So how much do you need to pay in estimated taxes? Keep in mind that this is based on your complete tax situation. For example, if your business produces losses, then you probably owe nothing. Or, if you have a side job — or your spouse is employed — there may already be enough taxes withheld.
But, you will probably need to pay estimated taxes if you meet the following:
- You owed taxes last year
- You expect to owe at least $1,000 in taxes this year
If so, there are several ways to come up with the amount for estimated taxes:
Prior Year Amount: You pay the same amount as you did last year. But this really works for those whose AGI is no more than $150,000.
Example: Last year, you paid $12,000 in taxes. So as for this year, you will pay $3,000 per month in estimated taxes ($12,000 divided by four quarters).
What if you owe more taxes for the tax year? In this case, you do not owe interest or penalties since you can make up for the excess amount by April 15th.
90% Method: If you think that your income will be less this year, then you can pay 90% of last year’s tax liability. But, this will not work if you owe more than $1,000 and wind up actually paying less than 90%. You will likely owe interest and penalties.

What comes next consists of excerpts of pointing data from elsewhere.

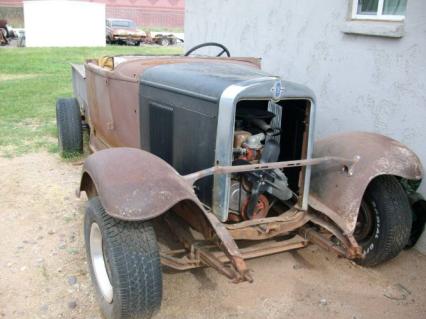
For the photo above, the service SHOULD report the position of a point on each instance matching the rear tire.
(384, 221)
(128, 282)
(68, 121)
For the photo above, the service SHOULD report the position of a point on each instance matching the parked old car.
(221, 155)
(6, 32)
(123, 31)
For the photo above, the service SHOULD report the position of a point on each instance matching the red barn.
(153, 13)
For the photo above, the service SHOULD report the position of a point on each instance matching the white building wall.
(64, 24)
(362, 82)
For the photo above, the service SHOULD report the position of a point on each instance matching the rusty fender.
(135, 185)
(337, 194)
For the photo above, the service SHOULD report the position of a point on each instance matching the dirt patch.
(43, 271)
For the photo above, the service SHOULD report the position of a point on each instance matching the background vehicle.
(123, 31)
(6, 31)
(220, 154)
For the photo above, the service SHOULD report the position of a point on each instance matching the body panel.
(338, 194)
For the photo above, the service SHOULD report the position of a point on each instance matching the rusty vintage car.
(210, 161)
(123, 31)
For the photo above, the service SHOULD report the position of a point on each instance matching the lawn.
(31, 79)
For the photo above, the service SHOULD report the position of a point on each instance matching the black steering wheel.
(209, 44)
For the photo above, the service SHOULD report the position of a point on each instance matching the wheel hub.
(99, 263)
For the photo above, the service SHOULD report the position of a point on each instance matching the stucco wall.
(362, 82)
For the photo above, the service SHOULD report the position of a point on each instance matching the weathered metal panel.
(338, 194)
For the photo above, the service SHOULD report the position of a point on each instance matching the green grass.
(31, 79)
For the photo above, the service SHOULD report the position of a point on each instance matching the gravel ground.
(43, 272)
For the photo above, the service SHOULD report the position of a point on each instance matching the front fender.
(133, 184)
(338, 194)
(136, 185)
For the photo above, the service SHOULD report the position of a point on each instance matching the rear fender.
(338, 194)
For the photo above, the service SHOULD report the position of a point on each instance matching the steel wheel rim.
(365, 223)
(99, 263)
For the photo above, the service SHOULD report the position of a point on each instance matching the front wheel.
(124, 264)
(384, 221)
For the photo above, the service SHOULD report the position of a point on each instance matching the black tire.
(384, 221)
(133, 260)
(68, 121)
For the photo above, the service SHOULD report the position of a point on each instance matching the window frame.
(379, 16)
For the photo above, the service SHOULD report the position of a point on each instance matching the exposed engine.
(256, 140)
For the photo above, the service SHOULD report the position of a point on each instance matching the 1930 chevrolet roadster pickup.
(220, 155)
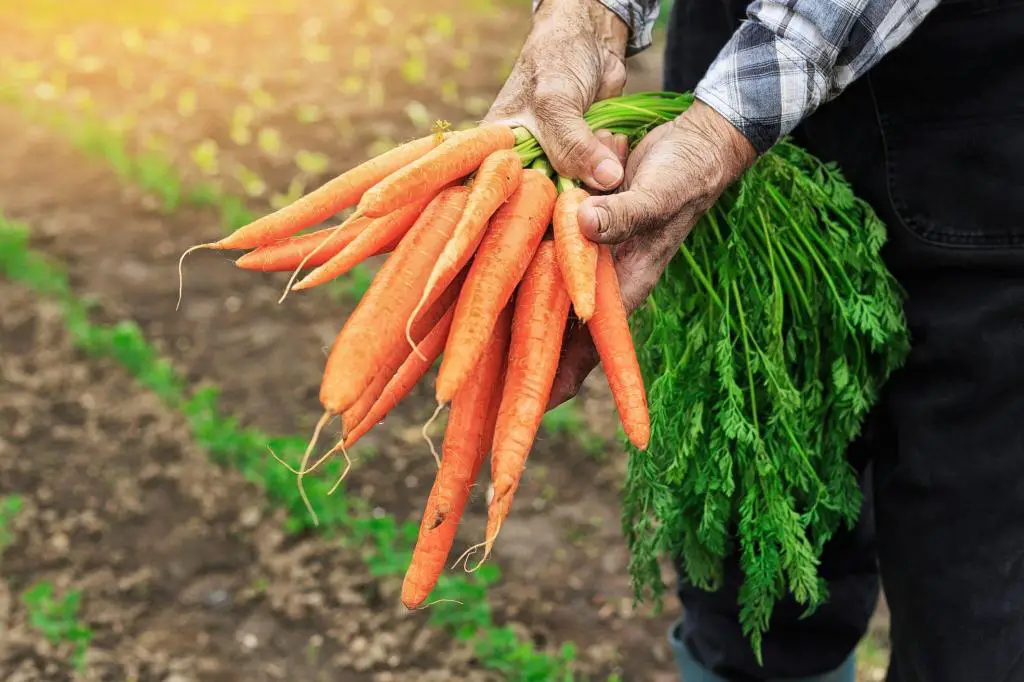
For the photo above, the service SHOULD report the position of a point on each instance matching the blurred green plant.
(311, 163)
(566, 422)
(57, 619)
(206, 156)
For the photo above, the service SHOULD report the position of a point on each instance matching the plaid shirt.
(790, 56)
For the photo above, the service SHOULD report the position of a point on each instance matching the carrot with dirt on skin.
(374, 329)
(542, 308)
(610, 330)
(576, 254)
(497, 179)
(331, 198)
(289, 252)
(456, 158)
(437, 318)
(337, 195)
(505, 253)
(401, 382)
(378, 233)
(467, 439)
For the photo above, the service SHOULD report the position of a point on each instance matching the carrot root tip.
(426, 434)
(325, 418)
(348, 465)
(181, 260)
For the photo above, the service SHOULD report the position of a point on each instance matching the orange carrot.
(288, 253)
(576, 254)
(399, 352)
(505, 252)
(335, 196)
(498, 177)
(610, 331)
(375, 327)
(467, 439)
(457, 157)
(402, 381)
(542, 307)
(376, 236)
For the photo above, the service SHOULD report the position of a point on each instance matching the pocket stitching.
(922, 230)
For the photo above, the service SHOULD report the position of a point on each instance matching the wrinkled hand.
(574, 55)
(673, 176)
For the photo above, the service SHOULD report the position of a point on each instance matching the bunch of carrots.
(485, 260)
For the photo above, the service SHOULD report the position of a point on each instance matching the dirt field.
(186, 569)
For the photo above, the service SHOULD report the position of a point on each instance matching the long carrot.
(542, 307)
(610, 330)
(402, 381)
(288, 253)
(455, 158)
(576, 254)
(504, 254)
(467, 439)
(335, 196)
(375, 326)
(374, 237)
(498, 177)
(437, 316)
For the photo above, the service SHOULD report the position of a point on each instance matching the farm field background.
(145, 531)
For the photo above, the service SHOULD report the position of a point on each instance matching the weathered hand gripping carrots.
(504, 254)
(542, 308)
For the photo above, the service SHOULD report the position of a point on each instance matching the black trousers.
(933, 137)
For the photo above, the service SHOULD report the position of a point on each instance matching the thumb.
(613, 218)
(571, 147)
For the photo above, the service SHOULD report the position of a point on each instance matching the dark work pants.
(933, 137)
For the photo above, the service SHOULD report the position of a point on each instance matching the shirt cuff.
(762, 84)
(639, 16)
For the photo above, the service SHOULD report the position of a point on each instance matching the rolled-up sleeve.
(790, 57)
(639, 15)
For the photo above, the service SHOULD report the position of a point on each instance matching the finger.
(579, 359)
(613, 218)
(571, 147)
(622, 146)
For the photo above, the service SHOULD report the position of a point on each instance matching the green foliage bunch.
(763, 348)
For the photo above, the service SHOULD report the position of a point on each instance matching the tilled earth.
(182, 568)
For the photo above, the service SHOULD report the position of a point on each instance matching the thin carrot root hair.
(348, 463)
(335, 231)
(312, 467)
(325, 418)
(426, 436)
(409, 332)
(181, 260)
(464, 557)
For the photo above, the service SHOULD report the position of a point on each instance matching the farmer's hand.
(574, 55)
(675, 174)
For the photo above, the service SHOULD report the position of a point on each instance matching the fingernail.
(588, 219)
(608, 173)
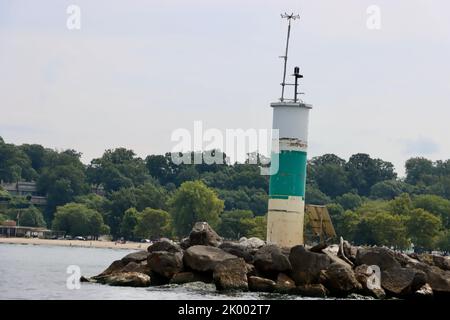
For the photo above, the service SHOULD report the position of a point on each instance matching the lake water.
(40, 272)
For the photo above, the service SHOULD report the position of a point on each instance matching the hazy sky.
(138, 70)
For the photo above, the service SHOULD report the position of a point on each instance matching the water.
(40, 272)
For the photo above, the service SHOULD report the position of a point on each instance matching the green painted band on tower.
(290, 180)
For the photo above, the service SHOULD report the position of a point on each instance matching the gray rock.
(333, 255)
(435, 260)
(349, 251)
(259, 284)
(184, 243)
(205, 258)
(142, 267)
(238, 250)
(269, 259)
(425, 292)
(137, 257)
(382, 257)
(311, 290)
(116, 266)
(166, 263)
(187, 277)
(231, 274)
(341, 280)
(438, 279)
(164, 245)
(402, 281)
(371, 285)
(203, 234)
(252, 244)
(306, 265)
(126, 279)
(284, 284)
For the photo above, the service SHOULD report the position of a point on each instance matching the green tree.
(151, 195)
(31, 217)
(349, 201)
(383, 228)
(364, 172)
(15, 164)
(193, 201)
(256, 227)
(4, 195)
(78, 220)
(95, 202)
(119, 202)
(423, 229)
(436, 205)
(388, 189)
(443, 242)
(419, 171)
(328, 173)
(348, 226)
(153, 224)
(232, 225)
(129, 222)
(314, 196)
(62, 179)
(401, 205)
(117, 169)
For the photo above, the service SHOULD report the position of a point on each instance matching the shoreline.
(76, 243)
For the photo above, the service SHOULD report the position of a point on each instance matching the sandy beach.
(76, 243)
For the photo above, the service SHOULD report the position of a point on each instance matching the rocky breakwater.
(253, 265)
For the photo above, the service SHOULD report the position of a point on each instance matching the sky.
(136, 71)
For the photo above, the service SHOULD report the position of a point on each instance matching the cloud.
(420, 146)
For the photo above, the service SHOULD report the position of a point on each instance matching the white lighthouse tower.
(286, 212)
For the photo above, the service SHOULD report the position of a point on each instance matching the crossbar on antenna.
(289, 17)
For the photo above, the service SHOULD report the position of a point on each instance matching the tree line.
(131, 197)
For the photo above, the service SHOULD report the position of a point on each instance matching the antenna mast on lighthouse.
(289, 17)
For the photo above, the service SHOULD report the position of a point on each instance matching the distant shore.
(76, 243)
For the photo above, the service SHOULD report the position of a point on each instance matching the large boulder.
(284, 284)
(231, 274)
(435, 260)
(137, 257)
(205, 258)
(437, 278)
(164, 244)
(341, 280)
(402, 281)
(260, 284)
(142, 267)
(370, 281)
(384, 258)
(425, 292)
(333, 254)
(306, 265)
(165, 263)
(269, 259)
(349, 251)
(203, 234)
(114, 267)
(125, 279)
(251, 244)
(311, 290)
(238, 250)
(187, 276)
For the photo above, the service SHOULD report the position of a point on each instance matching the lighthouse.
(286, 208)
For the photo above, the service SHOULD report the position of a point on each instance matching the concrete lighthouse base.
(285, 221)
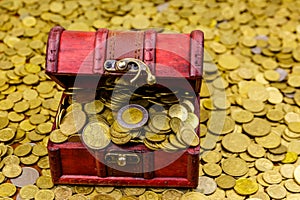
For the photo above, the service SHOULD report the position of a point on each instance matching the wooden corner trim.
(53, 48)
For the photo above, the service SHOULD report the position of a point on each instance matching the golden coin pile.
(169, 128)
(250, 94)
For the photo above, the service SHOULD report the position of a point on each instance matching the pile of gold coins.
(249, 121)
(170, 127)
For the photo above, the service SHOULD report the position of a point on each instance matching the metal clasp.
(122, 159)
(130, 64)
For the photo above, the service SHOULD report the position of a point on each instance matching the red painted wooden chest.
(83, 62)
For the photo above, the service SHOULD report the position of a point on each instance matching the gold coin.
(245, 186)
(62, 192)
(73, 122)
(297, 174)
(39, 150)
(194, 196)
(155, 137)
(7, 190)
(272, 140)
(276, 191)
(228, 62)
(263, 164)
(292, 186)
(212, 169)
(192, 120)
(241, 116)
(28, 191)
(12, 170)
(131, 191)
(94, 107)
(236, 142)
(96, 135)
(290, 157)
(212, 157)
(132, 116)
(161, 122)
(83, 189)
(78, 197)
(257, 127)
(189, 137)
(44, 195)
(148, 195)
(57, 136)
(256, 150)
(122, 140)
(175, 124)
(44, 182)
(206, 185)
(178, 111)
(234, 166)
(7, 134)
(102, 197)
(225, 181)
(272, 176)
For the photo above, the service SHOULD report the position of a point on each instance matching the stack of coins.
(251, 58)
(171, 126)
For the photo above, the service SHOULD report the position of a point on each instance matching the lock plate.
(122, 159)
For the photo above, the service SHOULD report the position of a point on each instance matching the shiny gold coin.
(234, 166)
(7, 190)
(178, 111)
(161, 122)
(228, 62)
(12, 170)
(148, 195)
(290, 157)
(94, 107)
(297, 174)
(263, 164)
(132, 116)
(57, 136)
(83, 189)
(7, 134)
(44, 195)
(276, 191)
(194, 196)
(176, 124)
(236, 142)
(192, 120)
(122, 140)
(73, 122)
(189, 137)
(153, 137)
(131, 191)
(28, 191)
(272, 177)
(245, 186)
(102, 197)
(225, 181)
(212, 169)
(62, 192)
(257, 127)
(44, 182)
(96, 135)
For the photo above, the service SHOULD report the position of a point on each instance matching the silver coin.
(206, 185)
(137, 125)
(28, 176)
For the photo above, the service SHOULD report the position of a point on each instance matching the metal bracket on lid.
(130, 65)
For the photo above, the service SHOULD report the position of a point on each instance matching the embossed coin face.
(132, 116)
(28, 176)
(96, 135)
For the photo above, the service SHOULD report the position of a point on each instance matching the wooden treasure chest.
(129, 115)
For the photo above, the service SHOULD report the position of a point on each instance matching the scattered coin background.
(254, 44)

Complex Method: For those with irregular income, this may be the best approach. Basically, this involves recalculating your taxes every quarter and making the necessary payments (this is something Taulli.com can help you out with).
Deadlines and Forms
The deadlines for making estimated tax payments include:
- Quarter 1: April 15th
- Quarter 2: June 15th
- Quarter 3: September 15th
- Quarter 4: January 15th
You will need to send a check with a voucher for each deadline (see Form 1040-ES for this process).
Side Business
Interestingly enough, if you have a side business, then you might instead want to increase the withholding with your employer. This may mean it’s unnecessary to pay estimated taxes.
To do this, you need to fill out a Form W-4 and submit it to your employer. On this form, you can indicate how much extra — per paycheck — you want taken out.